The most common buy-sell provision is probably the so-called right of first refusal, which would provide that an owner can sell his LLC membership interest to an outsider if he or she has first offered it to the LLC or the remaining LLC members and such members declined.

Then there could be provisions forcing a buy-out of an LLC member if such member has committed a serious breach of his obligations against the LLC.  Or, in the case of a professional LLC, if any member has lost his license to practice the profession of the LLC. In each buy-out situation, it is important to have terms that provide the exact mechanism of a sale and exit of an LLC member and determine a price for the LLC membership interest.

A buy-sell provision can also determine what happens upon a Member’s death.  If you leave this out of the LLC Operating Agreement, your heirs are most likely at the mercy of the remaining Members. See “What happens when an LLC member dies.”

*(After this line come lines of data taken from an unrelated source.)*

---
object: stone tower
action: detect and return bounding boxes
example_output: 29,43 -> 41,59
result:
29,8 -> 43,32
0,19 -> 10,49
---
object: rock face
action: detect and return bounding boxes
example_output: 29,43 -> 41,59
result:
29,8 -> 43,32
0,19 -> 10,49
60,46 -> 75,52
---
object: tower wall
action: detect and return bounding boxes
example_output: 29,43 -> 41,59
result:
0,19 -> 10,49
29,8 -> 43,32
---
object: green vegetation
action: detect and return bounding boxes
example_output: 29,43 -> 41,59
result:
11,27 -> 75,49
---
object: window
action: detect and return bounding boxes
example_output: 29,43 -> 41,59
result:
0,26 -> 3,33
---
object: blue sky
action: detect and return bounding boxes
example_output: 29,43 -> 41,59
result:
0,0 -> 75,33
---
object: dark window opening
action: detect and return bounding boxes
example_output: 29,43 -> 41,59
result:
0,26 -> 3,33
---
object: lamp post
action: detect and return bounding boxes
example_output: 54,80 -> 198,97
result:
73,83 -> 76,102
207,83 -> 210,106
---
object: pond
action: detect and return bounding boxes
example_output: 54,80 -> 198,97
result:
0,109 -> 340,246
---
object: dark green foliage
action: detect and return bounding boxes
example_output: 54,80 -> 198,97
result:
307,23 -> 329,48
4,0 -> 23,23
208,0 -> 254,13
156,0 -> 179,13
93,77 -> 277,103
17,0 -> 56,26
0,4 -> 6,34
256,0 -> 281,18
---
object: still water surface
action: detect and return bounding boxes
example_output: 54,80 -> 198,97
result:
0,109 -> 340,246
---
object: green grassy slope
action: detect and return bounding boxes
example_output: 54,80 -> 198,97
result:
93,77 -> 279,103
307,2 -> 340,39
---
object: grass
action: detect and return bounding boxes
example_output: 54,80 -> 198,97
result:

Limiting the price paid for an LLC membership interest is also common under certain circumstances.  For example, suppose a member decides to leave before the expiration of several years after the company’s formation. In that case, he may not be able to get much, if anything, for his interest since he or she hasn’t put in enough effort to have earned it.

What happens if the LLC has no Operating Agreement?

If there is no operating agreement or if the operating agreement does not cover a topic, the New York Limited Liability Company Law applies. In many cases, this is not good for the LLC members.  The New York LLC and the New York limited liability company law came into existence in 1994.  It was designed as an entity that should be shaped by contract and thus by the members in the operating agreement. The law is designed as a fallback and does not fully protect the members.  Especially minority members are shortchanged by the default rules.  A minority member without an operating agreement protecting its rights may never see distributions of profit, may be frozen out of the LLC by a cash-out merger, or be subject to all kinds of decisions without its consent, including the adoption of an operating agreement not even signed by him or her.  Unfortunately, many new business owners do not heed this advice and still go without a proper operating agreement.  Don’t be that business owner, and do not invest your time and money into an LLC without an operating agreement if you are a minority member.